Courtesy of Pele IrangLaden

Pele IrangLaden, who is a Temple University student and organizer for the 15 Now campaign

Madeline Stocker

Pele IrangLaden is a campus coordinator, Temple University student and organizer for 15 Now Philadelphia’s student branch, a part of the greater 15 Now movement. The 15 Now campaign, which was launched in January by Seattle City Council member Kshama Sawant fights to raise the minimum wage for fast food workers to $15 an hour. IrangLaden spoke with the Review about the stigma attached to fast food workers and the detrimental impact of student apathy.

Let’s start with the basics — what is the 15 Now campaign, and why is it necessary?

It started in Seattle, when a socialist City Council candidate named Kshama Sawart was elected to City Council — the first time in 100 years a socialist was on the City Council — and she ran on the campaign of a $15 minimum wage. When she got into office they started the campaign right away, and in May Seattle passed a ballot measure that will make it the first city in the country to have a $15 minimum wage.

It’s really necessary because the federal minimum wage is currently at $7.25, and it’s been there since 2007, so it hasn’t kept up with inflation, cost of living or productivity. Over the past 20 to 30 years the productivity of workers has nearly doubled, but wages stayed virtually the same. The simpler reason is that America is the most unequally developed country in the world and also the wealthiest country in the world. We should be able to afford to pay our workers a living wage, and a living wage in most cities is $15 to $20.

In many places, the current minimum wage isn’t enough to afford the basics. Can you talk about the kinds of things that are lost for those living under the minimum wage?

People often have to make choices that people in America shouldn’t have to make — they might be taking home $200 or $300 a week, and rent in Philadelphia is usually around $500 per month. The whole paycheck would pretty much go toward the rent. And most fast food workers aren’t high school kids — they’re in their 20s and 30s. Many of them have dependents, have children. One woman had to decide between her son’s cell phone bill and new shoes for her children. You have to choose between health care, between paying rent, between education. Some fast food workers don’t have health care and can’t afford to go to college. To actually make a living wage on the minimum wage, you’d have to work around 150 hours a week, and that’s not really feasible.

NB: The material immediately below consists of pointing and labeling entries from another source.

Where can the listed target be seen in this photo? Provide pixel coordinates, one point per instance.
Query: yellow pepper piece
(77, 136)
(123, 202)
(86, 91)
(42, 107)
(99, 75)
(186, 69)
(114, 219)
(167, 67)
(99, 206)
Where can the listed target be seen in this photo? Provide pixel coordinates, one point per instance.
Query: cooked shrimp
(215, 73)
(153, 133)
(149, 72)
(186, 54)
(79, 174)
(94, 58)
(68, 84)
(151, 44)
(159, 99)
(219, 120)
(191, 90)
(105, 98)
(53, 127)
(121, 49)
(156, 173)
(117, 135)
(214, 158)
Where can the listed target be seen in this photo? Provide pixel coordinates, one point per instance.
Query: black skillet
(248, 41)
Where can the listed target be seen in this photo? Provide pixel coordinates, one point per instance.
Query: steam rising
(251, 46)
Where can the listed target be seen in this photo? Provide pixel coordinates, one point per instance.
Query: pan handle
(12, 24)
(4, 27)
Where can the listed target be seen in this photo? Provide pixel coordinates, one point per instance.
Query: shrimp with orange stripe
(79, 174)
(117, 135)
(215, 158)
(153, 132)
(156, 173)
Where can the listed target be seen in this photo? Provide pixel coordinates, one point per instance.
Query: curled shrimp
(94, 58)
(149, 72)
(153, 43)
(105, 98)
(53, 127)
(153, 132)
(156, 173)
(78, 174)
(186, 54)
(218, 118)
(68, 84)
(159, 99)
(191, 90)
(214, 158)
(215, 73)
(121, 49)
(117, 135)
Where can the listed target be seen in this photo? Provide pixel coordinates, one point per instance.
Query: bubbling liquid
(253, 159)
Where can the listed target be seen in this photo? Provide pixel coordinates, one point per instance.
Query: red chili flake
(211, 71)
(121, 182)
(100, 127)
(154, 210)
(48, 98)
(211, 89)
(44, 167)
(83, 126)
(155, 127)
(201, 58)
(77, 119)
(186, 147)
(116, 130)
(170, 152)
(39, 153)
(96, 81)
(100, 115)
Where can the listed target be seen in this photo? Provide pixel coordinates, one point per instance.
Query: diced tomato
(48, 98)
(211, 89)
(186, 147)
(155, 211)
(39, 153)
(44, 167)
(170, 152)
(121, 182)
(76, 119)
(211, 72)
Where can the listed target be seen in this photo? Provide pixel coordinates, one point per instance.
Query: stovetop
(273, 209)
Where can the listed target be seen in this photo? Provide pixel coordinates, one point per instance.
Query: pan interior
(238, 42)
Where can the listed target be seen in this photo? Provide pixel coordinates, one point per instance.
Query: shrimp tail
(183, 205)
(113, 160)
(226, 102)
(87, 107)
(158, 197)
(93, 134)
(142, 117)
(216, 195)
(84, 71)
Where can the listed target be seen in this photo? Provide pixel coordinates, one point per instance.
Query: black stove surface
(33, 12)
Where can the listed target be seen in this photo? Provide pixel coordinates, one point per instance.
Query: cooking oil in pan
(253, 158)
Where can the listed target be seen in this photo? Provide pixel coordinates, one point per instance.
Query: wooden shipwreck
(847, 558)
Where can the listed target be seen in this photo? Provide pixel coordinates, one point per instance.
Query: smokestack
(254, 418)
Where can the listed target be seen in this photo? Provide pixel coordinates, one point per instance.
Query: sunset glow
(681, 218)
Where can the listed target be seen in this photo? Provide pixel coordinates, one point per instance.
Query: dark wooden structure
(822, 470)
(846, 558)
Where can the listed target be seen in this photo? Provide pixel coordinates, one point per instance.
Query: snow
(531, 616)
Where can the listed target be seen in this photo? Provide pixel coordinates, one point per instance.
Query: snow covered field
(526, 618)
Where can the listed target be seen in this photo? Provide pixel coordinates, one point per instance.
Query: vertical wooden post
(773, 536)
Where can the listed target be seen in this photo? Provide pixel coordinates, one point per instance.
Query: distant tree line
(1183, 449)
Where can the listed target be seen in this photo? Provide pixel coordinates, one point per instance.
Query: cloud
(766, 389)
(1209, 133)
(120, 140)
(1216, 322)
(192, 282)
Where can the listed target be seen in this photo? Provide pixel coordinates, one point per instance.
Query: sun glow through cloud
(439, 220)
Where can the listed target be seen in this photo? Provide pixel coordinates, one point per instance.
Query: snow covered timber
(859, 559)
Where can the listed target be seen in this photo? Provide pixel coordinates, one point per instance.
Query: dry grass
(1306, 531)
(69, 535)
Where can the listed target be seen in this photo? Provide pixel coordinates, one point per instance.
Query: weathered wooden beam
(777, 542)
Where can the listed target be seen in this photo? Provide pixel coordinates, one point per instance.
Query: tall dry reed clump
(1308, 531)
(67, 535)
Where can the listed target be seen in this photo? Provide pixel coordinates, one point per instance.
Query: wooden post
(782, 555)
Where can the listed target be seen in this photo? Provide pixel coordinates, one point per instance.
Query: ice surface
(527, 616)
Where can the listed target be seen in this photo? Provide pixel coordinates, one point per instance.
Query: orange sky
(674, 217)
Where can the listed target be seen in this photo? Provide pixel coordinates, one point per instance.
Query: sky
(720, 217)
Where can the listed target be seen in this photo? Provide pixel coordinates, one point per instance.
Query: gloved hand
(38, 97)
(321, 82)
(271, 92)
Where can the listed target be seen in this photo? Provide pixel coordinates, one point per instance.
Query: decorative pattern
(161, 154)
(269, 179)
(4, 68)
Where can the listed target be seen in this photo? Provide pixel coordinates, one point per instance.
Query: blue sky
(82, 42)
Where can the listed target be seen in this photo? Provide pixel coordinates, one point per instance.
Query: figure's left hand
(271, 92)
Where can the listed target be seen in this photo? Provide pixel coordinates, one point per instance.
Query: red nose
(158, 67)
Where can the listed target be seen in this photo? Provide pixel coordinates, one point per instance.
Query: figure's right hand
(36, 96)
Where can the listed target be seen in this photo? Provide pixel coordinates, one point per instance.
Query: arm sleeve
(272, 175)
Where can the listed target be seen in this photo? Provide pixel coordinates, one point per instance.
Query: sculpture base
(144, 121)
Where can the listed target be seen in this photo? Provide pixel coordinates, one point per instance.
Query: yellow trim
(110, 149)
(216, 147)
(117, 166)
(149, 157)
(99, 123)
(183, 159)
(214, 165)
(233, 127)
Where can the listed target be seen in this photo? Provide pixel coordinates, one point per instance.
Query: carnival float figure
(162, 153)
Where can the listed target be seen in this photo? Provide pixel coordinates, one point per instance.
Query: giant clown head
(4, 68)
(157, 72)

A lot of the stigma attached to workers in the service industry is the same stigma that continually marginalizes low-income communities and communities of color. I’d say that this stigma often actively works against campaigns like 15 Now —what are your thoughts on that?

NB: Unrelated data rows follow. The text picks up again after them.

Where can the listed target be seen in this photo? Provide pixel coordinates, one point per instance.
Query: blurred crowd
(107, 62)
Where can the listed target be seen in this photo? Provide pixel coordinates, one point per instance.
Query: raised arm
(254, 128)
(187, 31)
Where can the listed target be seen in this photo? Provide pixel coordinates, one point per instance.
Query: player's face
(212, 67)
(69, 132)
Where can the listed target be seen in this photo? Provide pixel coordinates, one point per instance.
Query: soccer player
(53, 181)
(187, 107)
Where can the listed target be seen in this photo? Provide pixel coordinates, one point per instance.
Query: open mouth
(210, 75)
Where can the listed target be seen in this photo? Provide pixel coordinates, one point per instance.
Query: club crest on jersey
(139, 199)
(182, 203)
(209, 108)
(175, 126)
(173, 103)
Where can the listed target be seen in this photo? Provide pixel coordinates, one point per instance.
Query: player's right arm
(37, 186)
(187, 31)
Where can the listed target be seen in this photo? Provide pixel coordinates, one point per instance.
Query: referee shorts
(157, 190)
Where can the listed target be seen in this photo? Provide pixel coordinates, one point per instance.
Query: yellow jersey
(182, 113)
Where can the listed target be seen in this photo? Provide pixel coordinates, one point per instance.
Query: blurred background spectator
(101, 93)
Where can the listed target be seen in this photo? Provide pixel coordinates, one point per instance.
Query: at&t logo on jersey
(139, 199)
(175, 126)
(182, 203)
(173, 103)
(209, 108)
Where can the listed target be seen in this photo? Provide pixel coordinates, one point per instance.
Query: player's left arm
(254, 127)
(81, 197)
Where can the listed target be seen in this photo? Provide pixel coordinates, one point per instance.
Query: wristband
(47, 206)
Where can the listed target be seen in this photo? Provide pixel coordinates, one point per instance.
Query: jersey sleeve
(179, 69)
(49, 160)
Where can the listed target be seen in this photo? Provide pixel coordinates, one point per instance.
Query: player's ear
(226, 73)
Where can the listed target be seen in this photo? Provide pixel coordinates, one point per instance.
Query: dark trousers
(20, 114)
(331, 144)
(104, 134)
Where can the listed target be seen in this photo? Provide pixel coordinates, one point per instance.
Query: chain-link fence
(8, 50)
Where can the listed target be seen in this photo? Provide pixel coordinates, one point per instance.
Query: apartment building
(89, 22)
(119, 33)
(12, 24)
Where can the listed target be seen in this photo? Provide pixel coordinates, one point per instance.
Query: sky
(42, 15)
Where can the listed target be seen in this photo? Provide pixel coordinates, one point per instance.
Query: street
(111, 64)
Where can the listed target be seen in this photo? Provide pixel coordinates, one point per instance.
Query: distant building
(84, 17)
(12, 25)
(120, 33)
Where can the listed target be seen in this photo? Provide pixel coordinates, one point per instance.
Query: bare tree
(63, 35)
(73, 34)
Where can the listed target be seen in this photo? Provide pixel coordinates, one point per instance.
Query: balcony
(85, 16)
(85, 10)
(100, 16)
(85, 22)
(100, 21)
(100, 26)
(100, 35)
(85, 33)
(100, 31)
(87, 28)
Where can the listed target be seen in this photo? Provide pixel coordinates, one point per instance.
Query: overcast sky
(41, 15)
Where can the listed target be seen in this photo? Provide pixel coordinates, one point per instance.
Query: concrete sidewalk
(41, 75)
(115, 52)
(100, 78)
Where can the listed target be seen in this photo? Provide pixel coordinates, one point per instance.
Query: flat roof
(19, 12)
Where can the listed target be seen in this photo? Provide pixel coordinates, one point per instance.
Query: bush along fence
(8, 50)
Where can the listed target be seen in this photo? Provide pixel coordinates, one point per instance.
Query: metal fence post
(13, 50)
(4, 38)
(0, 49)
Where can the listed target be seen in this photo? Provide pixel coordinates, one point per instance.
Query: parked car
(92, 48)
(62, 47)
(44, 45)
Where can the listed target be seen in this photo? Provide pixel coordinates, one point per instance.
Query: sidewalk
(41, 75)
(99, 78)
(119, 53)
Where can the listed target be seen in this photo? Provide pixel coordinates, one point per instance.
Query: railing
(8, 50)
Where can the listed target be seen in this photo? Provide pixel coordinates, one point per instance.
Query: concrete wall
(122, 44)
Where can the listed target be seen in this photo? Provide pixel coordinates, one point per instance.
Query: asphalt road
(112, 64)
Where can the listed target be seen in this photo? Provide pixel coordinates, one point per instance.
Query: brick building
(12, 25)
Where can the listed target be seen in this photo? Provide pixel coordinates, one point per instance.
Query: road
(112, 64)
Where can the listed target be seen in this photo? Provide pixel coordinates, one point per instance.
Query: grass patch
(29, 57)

If you talk to people who are business owners, or people who are middle-class, most people think they got to where they were because they pulled themselves up by their bootstraps, or because they earned it and are entitled to the wealth that they have. There definitely is a stigma, and people definitely don’t understand the systemic oppression that creates the racial disparities and stigmas that we’re talking about — from gentrification to work discrimination, decades to centuries of poverty and having wealth stolen.

It’s important to emphasize that we don’t have allies in the big business world. Philadelphia City Council is majorly backed by Comcast, one of the biggest corporations in Philadelphia. Most of these people see it in a very person-to-person way. You’re talking about how someone is working 60 to 70 hours a week on minimum wage and not earning enough for a living wage, and they say they should get another job. Or, why don’t they work harder to get a wage. It’s a stigma of people who really don’t know. From what they understand, fast food work is a job you do in high school. These folks aren’t aware of the privilege they’ve been given, either from their race or class or place of birth. We fight it by putting oppressed voices at the center of the movement, and we fight it by giving these people a platform to speak out, so the people who try to ignore or stereotype the low wage workers of America actually hear their stories. These are people who have been making money to help their families since they were 14 and 15 and are really getting cheated out of their wages.

You’ve said that at Oberlin, you’re going to talk about low-wage workers on campus, as well as work-study and unpaid employees. How do these positions relate to the work you’re doing with the campaign?

We’re trying to engage and mobilize a student movement. One of the ways to get students involved is to get them to look at their own lives. For example, [some] of Temple’s biggest funders [are] PNC Bank and Comcast and other corporations. We have a custodial staff, security staff, food service staff — all folks that are paid minimum wages or poverty wages, while the administrators make six-figure salaries. Our head football coach makes over $1 million a year. It’s the kind of thing where we’re asking who actually makes the university happen. It’s not the football coach. It’s the security workers, the custodians, the food services workers.

Also, the majority of our faculty are now adjunct professors, which means they’re paid on a class-to-class basis and they don’t really receive benefits or have job security. I want to talk about on-campus organizing because the students are the ones who pay for the university. At Temple, 70 percent of the tuition goes to the functionality of the school. If it’s our money that funds these things, students have to have more power to say where it’s going, and that we don’t support the university paying workers poverty wages.